John Stephenson, senior partner and head of residential property team at law firm Bircham Dyson Bell LLP is warning landlords that failure to comply to the letter with the The Landlord and Tenant Act 1985 could leave them 'hard up' when it comes to the upkeep and repair of buildings leased to tenants.

The warning comes off the back of the ruling on Daejan Investments Ltd Vs Benson where the statutory consultation requirements were not observed in their entirety by the landlord (Daejan Investments) and the liability of the five residential tenants was restricted to £250 each - much less than the £50,000 each that may have been due had the consultation been carried out.

The Court of Appeal concluded that while the financial consequences for the landlord of being unable to recover the service charge fully were significant, this wasn't a relevant factor when deciding whether or not to waive the consultation requirements of the Act.
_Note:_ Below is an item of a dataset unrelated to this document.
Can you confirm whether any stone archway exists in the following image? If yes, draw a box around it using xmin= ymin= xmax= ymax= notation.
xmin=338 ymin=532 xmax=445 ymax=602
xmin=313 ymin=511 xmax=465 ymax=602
"The Landlord and Tenant Act 1985 sets out detailed requirements and preconditions which must followed to the letter where landlords seek to recover the cost of works to a property from residential tenants via a service charge," explains John Stephenson.

"In this case, some, but critically not all, of the consultation steps had been followed by the landlord, leaving it with a substantial liability of some £270,000 for the cost of repairs to the building."

"Landlords must take notice of this important ruling and be able to explicitly show that they have taken the correct steps under the 1985 Act - otherwise a court will not forgive them their mistake. Alternatively, a somewhat more straightforward approach is to put money aside each year from service charges into a sinking fund for periodic major repairs and decorations, and thus not let the building get into such a state of disrepair in the first place."